I discovered last week that Northwest Bookfest had been resurrected. In its glory days of the late 1990s and early 2000s, it was the Pacific Northwest's premier festival of books, so I was excited to see what it would look like, especially in the shadow of Portland, Oregon's upcoming Wordstock (which is now the PNW's largest book festival) and amidst an embattled book industry (in an increasingly digital age).

Many of the exhibitors were local authors or homegrown presses representing one or a handful of books. One of the larger exhibitors was Seattle Center for Book Arts, which made its booth interactive and lively. SCBA had a working letterpress on hand and various mini books for kids and adults to make. Otherwise, with its outdoor tents (in Kirkland's Peter Kirk Park) on a drizzly October day, it felt like a literary farmer's market. That wasn't a bad image to portray, but the gray and rain seemed to be keeping crowds away. Next time, an indoor location for a fall event, seems a better idea.

For the most part, the exhibitors, authors, presses, publishers, literacy groups, and book industry services that participated were passionate about being present. The constant threat of rain couldn't dampen their spirits. Attendees were greeted with smiles and stories and welcome arms.
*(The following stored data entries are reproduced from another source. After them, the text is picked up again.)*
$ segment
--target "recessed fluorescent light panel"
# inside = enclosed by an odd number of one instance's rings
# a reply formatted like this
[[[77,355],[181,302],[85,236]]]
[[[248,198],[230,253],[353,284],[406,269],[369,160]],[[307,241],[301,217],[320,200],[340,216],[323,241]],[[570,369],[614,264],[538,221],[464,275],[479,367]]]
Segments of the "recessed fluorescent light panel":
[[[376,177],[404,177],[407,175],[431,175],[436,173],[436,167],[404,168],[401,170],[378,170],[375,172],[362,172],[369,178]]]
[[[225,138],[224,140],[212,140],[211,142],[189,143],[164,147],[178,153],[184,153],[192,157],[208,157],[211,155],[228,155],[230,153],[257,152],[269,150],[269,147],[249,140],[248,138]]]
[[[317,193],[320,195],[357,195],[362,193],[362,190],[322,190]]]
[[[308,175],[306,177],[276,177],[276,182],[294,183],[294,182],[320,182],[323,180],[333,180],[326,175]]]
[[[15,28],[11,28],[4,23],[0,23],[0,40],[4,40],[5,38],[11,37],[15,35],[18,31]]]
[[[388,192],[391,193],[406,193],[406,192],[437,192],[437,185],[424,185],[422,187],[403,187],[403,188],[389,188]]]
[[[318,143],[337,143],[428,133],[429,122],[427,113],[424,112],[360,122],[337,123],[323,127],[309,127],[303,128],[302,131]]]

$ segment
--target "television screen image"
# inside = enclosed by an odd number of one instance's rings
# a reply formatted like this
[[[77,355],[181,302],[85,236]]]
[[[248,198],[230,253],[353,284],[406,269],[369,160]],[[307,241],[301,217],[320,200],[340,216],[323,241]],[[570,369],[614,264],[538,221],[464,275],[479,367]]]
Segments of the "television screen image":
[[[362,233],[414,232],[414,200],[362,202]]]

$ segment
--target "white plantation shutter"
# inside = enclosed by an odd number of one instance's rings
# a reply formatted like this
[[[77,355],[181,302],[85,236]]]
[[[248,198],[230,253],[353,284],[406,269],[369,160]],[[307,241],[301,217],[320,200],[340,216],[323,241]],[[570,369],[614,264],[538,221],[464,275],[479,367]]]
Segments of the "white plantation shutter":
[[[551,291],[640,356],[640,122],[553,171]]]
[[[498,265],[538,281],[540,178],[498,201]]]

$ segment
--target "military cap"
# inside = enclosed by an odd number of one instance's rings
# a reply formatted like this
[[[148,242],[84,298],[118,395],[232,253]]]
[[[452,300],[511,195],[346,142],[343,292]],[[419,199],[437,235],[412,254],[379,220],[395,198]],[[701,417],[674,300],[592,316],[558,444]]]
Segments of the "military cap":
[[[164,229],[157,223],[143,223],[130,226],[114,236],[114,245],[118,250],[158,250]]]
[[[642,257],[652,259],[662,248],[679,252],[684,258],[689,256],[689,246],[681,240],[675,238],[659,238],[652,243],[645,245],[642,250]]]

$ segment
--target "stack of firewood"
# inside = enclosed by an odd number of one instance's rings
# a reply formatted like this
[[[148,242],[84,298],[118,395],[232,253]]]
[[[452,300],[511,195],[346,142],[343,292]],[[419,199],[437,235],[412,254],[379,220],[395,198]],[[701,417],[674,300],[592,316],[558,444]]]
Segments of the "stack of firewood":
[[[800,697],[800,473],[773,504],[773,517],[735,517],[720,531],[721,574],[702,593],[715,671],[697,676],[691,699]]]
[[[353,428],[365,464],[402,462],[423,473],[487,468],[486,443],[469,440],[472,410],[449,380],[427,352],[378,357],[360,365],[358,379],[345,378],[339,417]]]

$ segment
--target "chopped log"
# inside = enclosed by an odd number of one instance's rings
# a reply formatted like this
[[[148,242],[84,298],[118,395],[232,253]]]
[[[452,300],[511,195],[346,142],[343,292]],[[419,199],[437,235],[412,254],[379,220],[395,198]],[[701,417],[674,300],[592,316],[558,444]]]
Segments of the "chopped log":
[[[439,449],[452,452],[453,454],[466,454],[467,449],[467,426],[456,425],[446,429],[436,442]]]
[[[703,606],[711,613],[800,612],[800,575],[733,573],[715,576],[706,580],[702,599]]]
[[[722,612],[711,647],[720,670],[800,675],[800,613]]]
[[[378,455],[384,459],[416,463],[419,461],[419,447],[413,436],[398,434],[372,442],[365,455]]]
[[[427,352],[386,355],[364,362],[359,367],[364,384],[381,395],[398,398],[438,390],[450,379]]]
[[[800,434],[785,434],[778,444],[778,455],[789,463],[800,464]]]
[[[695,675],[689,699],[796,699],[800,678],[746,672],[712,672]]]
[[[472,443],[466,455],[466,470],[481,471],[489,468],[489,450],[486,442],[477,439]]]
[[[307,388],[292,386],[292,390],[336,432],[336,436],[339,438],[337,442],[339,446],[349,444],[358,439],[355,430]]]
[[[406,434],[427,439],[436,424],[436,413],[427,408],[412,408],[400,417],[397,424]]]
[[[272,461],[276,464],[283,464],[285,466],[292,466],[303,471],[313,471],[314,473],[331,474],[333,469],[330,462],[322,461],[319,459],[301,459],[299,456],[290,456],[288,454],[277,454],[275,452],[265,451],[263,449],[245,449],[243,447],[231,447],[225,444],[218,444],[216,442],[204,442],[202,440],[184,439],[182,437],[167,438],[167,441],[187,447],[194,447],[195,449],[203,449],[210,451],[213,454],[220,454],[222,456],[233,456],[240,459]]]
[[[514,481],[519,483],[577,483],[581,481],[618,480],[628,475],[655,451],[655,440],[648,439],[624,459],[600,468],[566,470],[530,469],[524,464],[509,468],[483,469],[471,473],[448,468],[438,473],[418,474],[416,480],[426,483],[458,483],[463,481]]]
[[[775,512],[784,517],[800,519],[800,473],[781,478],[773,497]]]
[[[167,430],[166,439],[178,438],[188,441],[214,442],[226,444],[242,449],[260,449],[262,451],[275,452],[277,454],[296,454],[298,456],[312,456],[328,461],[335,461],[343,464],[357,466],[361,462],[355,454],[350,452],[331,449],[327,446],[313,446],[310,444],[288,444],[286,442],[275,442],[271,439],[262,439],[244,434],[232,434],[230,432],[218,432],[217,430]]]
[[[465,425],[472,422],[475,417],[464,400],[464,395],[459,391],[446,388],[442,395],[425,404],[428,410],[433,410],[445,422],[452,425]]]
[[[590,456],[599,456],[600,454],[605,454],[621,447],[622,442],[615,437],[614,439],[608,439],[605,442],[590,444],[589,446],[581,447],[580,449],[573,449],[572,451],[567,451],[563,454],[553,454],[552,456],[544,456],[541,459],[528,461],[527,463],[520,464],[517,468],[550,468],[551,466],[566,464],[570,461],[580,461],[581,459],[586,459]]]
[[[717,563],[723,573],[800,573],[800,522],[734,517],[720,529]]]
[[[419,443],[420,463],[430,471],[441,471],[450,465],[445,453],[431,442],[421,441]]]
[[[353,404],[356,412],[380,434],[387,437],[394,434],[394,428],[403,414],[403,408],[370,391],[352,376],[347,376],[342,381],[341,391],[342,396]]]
In addition to the booths, workshops, author discussions, book signings, and literary events took place in nearby buildings. The Wife, The Child, and I saw "Junk Puppet Land" by Zambini Brothers. It was a creative collection of five vignettes told with puppets made out of second-hand or discarded household items. The crowd of gathered children and adults loved the imaginative take on folk tales from around the world.


I left Northwest Bookfest somewhat sad. I remembered what it once was, and this wasn't it. I know that it will difficult to try and be the large, well-attended events that took place on the Seattle waterfront, for those glory days are past. But I hope that the organizers of Northwest Bookfest have the same passion and tenacity as the authors and publishers that were present to make next year's event bigger and bolder.